Eating healthy and better is a challenge when you have a family that expects you to provide snacks on the shelf, a full refrigerator and three meals a day.
No matter what your family circumstances, eating healthy is tough. Unless you’re ultra committed to super healthy eating for all members of your household (and more power to you!), it’s a struggle to please every eater that sits at your table while honoring your own diet commitment.
You know you should eat healthy and keep fattening foods out of the kitchen, but tell that to teenage boys coming home hungry from school looking for pizza pops or bags of chips (they definitely do not want your diet celery sticks).
And presumably your spouse will not be thrilled with a plain chicken breast and broccoli every night.
So – yes – everyone in the family should probably be eating fantastic like you, but good luck with that one.
So how does a super committed healthy eater satisfy all the family palettes without destroying his or her own eating plan?
It’s not easy but whether you live alone or have multiple mouths to feed – it can be done.

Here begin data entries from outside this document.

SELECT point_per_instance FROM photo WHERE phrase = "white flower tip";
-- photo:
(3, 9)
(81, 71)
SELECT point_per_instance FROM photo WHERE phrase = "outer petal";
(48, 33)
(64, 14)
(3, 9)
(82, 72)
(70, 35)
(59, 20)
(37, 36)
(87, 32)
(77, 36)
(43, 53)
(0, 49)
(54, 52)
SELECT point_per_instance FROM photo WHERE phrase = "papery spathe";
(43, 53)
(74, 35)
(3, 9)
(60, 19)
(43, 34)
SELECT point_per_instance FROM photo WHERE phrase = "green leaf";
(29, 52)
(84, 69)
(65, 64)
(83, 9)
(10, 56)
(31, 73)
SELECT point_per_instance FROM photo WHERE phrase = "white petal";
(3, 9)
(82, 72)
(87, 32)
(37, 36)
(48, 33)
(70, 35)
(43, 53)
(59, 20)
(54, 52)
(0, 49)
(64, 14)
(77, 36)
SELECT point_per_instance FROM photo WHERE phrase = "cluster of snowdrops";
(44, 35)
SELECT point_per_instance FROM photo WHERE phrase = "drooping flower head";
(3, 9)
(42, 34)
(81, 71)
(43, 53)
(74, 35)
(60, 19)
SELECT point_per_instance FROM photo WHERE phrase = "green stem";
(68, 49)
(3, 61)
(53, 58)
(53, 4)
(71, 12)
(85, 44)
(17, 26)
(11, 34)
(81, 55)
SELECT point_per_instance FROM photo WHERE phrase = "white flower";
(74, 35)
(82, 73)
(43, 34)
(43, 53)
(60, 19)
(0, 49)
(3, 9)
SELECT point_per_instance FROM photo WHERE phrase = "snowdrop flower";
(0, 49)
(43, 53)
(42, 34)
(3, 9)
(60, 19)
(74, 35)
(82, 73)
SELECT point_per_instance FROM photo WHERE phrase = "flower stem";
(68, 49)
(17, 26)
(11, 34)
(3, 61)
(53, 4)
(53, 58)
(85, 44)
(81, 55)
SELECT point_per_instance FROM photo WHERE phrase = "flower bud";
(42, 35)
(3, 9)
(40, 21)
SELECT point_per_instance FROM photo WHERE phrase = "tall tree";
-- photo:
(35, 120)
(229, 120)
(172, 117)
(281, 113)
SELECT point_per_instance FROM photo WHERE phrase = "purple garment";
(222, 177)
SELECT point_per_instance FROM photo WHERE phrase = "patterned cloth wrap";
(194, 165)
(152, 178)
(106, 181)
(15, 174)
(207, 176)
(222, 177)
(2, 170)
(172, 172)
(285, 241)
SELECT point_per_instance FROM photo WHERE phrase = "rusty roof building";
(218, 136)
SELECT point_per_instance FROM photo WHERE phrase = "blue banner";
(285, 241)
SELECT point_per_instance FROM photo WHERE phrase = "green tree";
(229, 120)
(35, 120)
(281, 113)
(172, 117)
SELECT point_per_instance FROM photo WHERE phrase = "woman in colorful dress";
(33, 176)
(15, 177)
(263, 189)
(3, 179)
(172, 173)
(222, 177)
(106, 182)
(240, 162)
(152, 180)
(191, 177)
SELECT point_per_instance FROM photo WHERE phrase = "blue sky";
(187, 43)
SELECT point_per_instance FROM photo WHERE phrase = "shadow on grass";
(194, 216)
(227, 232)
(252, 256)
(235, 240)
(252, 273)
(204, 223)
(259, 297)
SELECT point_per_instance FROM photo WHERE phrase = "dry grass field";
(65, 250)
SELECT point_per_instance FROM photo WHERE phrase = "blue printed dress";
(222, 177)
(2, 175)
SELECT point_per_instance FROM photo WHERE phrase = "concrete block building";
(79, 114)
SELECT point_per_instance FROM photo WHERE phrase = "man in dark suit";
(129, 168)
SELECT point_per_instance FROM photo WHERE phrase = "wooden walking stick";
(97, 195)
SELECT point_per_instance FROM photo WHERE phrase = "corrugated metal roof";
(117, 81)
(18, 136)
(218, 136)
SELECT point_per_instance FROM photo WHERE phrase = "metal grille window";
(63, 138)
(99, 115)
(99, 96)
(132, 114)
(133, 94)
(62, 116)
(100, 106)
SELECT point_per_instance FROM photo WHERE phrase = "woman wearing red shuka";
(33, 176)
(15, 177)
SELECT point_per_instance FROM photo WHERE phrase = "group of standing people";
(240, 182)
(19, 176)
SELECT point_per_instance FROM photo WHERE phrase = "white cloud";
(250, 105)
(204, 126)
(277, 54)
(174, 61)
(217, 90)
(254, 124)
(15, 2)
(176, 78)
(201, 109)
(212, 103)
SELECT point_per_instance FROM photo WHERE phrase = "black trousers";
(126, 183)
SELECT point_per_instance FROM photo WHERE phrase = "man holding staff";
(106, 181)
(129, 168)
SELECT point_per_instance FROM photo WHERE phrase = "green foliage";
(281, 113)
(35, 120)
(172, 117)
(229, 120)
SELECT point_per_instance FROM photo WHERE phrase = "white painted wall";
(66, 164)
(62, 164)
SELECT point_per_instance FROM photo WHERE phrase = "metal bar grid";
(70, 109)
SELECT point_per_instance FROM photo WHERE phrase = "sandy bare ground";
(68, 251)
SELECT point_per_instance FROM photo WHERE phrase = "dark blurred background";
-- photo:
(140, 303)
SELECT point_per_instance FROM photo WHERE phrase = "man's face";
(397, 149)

How To Eat Better When The Family Doesn’t Want To
Get your family to respect your new eating plan. Sometimes it’s hard to get family members to believe you when you say “This time it’s different; I’m really going to do it.” The only way to get others to buy into your diet is to demonstrate that you really are doing it – one day at a time.
Buy the teenagers their snacks and buy your spouse any favorite foods. Then stock your kitchen with your own healthy foods. You’ve got to have food in the kitchen that you can eat. It’s inconceivable to cook a non-diet meal for your family and then have nothing for yourself.

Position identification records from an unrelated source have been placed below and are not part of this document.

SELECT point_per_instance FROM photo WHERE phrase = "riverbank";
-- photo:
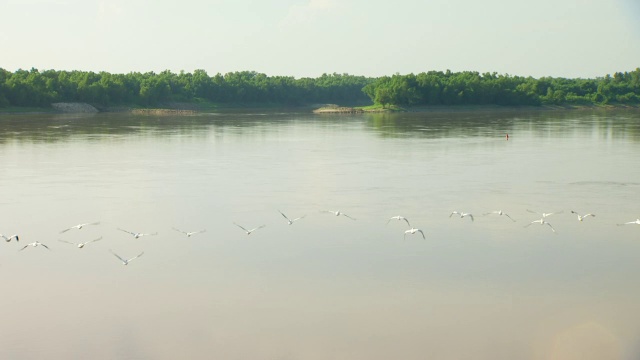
(197, 108)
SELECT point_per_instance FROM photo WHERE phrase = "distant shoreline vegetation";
(105, 91)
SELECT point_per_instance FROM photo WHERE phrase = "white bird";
(289, 221)
(34, 244)
(137, 235)
(7, 239)
(541, 222)
(544, 215)
(189, 233)
(499, 212)
(637, 222)
(462, 214)
(126, 262)
(338, 213)
(79, 226)
(250, 231)
(398, 217)
(413, 231)
(81, 245)
(581, 217)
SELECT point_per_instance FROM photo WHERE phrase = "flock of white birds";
(290, 221)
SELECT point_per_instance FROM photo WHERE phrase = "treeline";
(36, 88)
(473, 88)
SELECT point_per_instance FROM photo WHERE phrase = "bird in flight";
(137, 235)
(541, 222)
(250, 231)
(189, 233)
(413, 231)
(499, 212)
(7, 239)
(290, 221)
(398, 217)
(338, 213)
(79, 226)
(544, 215)
(637, 222)
(126, 262)
(34, 244)
(81, 245)
(462, 214)
(581, 217)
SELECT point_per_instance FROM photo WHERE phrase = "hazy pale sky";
(306, 38)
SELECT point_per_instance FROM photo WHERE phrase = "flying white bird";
(338, 213)
(581, 217)
(462, 214)
(79, 226)
(126, 262)
(499, 212)
(541, 222)
(398, 217)
(544, 215)
(34, 244)
(413, 231)
(289, 221)
(189, 233)
(637, 222)
(81, 245)
(7, 239)
(137, 235)
(250, 231)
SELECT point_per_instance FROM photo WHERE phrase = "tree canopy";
(41, 88)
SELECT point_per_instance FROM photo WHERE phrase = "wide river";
(325, 287)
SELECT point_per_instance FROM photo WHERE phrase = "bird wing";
(180, 231)
(241, 227)
(94, 240)
(259, 227)
(127, 231)
(135, 257)
(285, 216)
(116, 255)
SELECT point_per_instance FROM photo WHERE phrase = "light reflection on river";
(325, 287)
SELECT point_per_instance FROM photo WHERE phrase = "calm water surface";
(325, 287)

You’re not a martyr, you’re a dieter! Eat, but eat right. Do not allow yourself to feel cheated; that’s a slippery slope that leads to diet failure.
You’ve got to get smart about dieting and exercise. Learn. Recognize that playing ball with the kids in the backyard does NOT burn enough calories to justify sharing an ice cream treat with them.
Know that tasting food as you cook it is defeating your diet. Acknowledge that skipping one meal does not mean that you can eat extra at the next meal. This list could go on forever. Not only learn how to diet properly, but learn how not to kid yourself.
Learn to control the mind tricks which suggest you deserve a reward for being a good mother/father, surviving a stressful day, accomplishing something difficult. Everyone has challenges in life and sometimes they win and sometimes they lose. You do not deserve to be rewarded for living your life.
Congratulations for a job well done and sympathy for setbacks, but move on without food being your prize or consolation.
Back to the core message and this is the toughest part of eating healthy: Whether you have many mouths to feed or you live alone, to succeed in dieting, you must have the strength to develop your will power.
You can do it, whether you are cooking for a family of six – or just yourself. You just need to want it enough – and then, be prepared.